Activist shouting into a microphone.

What young climate activists expect from COP26

Noga Levy-Rapoport, 19, is a youth climate activist and campaigner. They organised the global school climate strikes and continues to push for youth empowerment and transformative change in the face of the climate crisis. 

COP26 is our best last chance

COP26, the all-important UN climate summit taking place in Glasgow in just a matter of days, is the event of the century. If it all goes wrong, this century on Earth could well be our last as we know it. Even by the end of this decade, the world will have changed forever.

That is, if global leaders attending continue to be hellbent on fossil fuel extraction and the destruction of our environment. Future generations will not forgive us if we let them.
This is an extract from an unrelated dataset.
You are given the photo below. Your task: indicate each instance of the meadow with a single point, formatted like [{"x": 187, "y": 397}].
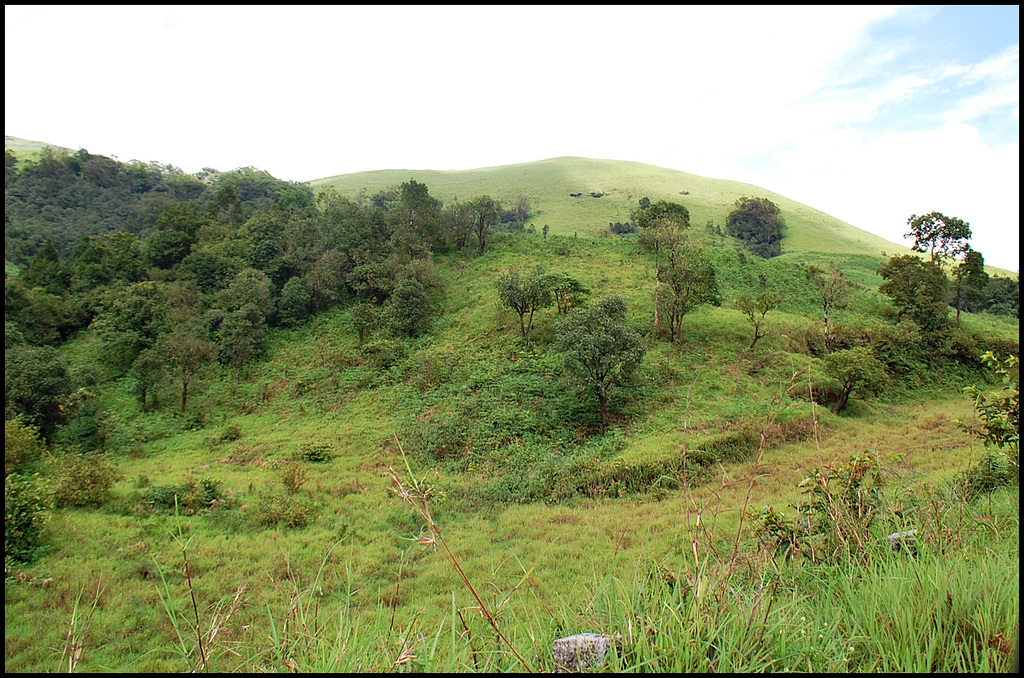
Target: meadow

They will not forgive us if we abandon our duty to pressure COP delegates to act, to commit each other to saving the only planet we have.

Young people like myself have been watching our governments and international systems prioritise profit and fossil fuels over our livelihoods. Over our dreams of equity and justice. Social inequality is rampant. Global reliance on extraction and exploitation is appalling in its ubiquity. The climate crisis is leaving its wake a widening divide between equitable sustainability and devastation that is seemingly impossible to bridge.

The actions we desperately need to see from COP26

So as COP unfolds, we have laid out our plans – the action we desperately need to see. It begins with:

  • institutions no longer platforming the CEOs of Shell.
  • ensuring the UK Government commit to #StopCambo.
  • an urgent Just Transition that delivers on creating well-paid and secure jobs, within sustainable industries and renewable energy sectors, so that no one is left behind in the move to a decarbonised future.
  • international systemic change, with the ecological emergency moving to the top of our national agenda.
  • a global understanding that when the climate crisis is borne of extractivism, and the unsustainable and unjust distribution and usage of our resources, it is indubitably tied to social issues of equity. That is, to period poverty, to low-paid jobs, to lack of green air, nutrition, and water for so many marginalised communities, to the shocking state of our public infrastructure and welfare.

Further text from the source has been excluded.